The Admiral’s verbal lash notwithstanding, Hoare had another lash to inflict on himself before he was ready to obey his instructions—to take Jaggery. With Jaggery in hand, he was sure, he could complete the investigation with which Sir George Hardcastle had charged him.
Jaggery was not at the Bunch of Grapes. Mr. Greenleaf believed he might be at work in Arrowsmith’s warehouse. He gave Hoare directions. To reach the warehouse, Hoare had to pass his own quarters on the way.
The warehouse was nothing more than a series of interconnected sheds that reached from Eastney High Street to the shore. Hoare found no one in the first two sheds and squeezed through a narrow passage into the third. He pulled out his boatswain’s call and piped “All Hands!” in the hope that Jaggery, if he was there, would respond by instinct.
The man himself appeared in a crooked doorway at the far end of the enclosure.

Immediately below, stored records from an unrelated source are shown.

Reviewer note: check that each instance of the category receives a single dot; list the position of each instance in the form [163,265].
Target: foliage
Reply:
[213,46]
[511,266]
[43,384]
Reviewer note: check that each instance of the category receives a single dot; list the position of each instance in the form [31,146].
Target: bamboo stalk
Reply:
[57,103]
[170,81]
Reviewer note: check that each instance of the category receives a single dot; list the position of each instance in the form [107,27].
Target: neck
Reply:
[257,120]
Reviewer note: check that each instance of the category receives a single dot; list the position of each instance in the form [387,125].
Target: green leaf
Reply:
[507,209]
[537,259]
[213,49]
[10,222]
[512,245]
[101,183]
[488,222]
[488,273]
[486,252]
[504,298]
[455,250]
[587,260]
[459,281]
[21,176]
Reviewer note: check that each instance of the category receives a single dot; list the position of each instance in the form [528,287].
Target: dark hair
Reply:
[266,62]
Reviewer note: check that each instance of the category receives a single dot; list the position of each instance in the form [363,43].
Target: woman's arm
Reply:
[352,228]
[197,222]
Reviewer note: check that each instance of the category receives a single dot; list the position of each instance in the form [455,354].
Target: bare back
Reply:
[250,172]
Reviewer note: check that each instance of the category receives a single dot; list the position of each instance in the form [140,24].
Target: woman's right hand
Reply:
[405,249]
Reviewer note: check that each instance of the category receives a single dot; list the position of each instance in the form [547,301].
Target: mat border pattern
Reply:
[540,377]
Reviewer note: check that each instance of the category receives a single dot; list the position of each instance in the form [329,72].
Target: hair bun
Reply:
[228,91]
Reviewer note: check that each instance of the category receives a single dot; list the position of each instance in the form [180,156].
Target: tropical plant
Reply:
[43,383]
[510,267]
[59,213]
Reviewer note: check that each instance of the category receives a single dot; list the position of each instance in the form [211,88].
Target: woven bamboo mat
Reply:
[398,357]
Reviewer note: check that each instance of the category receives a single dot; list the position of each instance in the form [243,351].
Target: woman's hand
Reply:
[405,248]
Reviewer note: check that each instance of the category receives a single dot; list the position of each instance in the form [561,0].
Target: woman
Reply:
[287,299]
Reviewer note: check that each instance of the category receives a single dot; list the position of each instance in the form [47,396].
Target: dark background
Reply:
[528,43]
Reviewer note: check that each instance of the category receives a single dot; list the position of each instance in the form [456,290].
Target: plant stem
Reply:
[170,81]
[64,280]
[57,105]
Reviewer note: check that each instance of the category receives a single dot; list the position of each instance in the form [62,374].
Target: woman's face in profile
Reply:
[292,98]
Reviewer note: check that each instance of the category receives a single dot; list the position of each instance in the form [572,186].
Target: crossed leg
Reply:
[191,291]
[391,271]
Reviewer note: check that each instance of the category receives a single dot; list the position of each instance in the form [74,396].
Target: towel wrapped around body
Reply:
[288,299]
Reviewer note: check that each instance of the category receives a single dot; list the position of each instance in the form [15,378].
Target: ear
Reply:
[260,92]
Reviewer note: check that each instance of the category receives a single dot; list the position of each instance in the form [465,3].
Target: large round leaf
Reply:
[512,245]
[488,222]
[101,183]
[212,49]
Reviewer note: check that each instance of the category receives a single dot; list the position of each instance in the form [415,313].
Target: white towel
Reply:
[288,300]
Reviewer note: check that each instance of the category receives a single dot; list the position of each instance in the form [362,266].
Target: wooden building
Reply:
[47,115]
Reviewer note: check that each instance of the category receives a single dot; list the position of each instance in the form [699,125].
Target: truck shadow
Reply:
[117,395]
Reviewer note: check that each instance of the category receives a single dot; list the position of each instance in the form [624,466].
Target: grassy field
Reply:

He looked bewildered.
Anything he might have been saying to Hoare was drowned by a thunderclap behind him, a blast that threw Jaggery forward and Hoare backward. A cloud of fire followed the burst. Behind Jaggery, the shed roof
collapsed, and the flames began to get a grip on it. Jaggery lay still, face up on the floor, half-buried in debris.
The choking battle reek of burnt powder filled the place. Hoare coughed, wheezed, and wept as he struggled over the fallen beams in the smoke toward the other man.
Jaggery lay supine, facing what had been the ceiling. From his waist down he was hidden under a massive joist that lay almost level with the bricks of the room’s floor. He was breathing hard. From the ruins of the shed Hoare could hear the soft roar of flames as the fire tightened its grip.
“Help me up, Yer Honor. Somethin’s holdin’ me poor weak legs down an’ I can’t move ’em. Get it orf me, can’t yer?”
Hoare freed a lighter beam and began to search for a spot that offered him leverage room. He found one, set the beam’s end under the joist, and heaved down on the beam with all his weight. For all his frantic prying, the joist would not budge. Outside, he heard the jangling of a fire bell. The engine’s feeble streams and bucket brigade would do as much good here as two old men in a pissing contest.
Another, smaller explosion sounded in the ruins. A flickering of fire reflected itself in Jaggery’s wide eyes, and those eyes filled with fear.
“Smartly, man, can’t yer? ’Eave!” he gasped. “’Eave!”
He choked and grabbed Hoare’s shoulder with his free hand. It was the mangled one, but it could still cling to Hoare like a cargo hook.
Five minutes later, the heat of the fire was scorching Hoare’s hair. Jaggery blew a pink bubble. It burst in Hoare’s face as he stooped, chest heaving.
Jaggery was breathing hard. “I’m a dead man,” he said. Hoare could not bring himself to deny it. He rested his hand on the other’s shoulder.
“Yer a decent cove, Yer Honor,” Jaggery said at last. “I’ve no … no mind to be roasted alive. Will yer put me down?”
“If you tell me who ‘Himself’ is. Morrow’s boss.”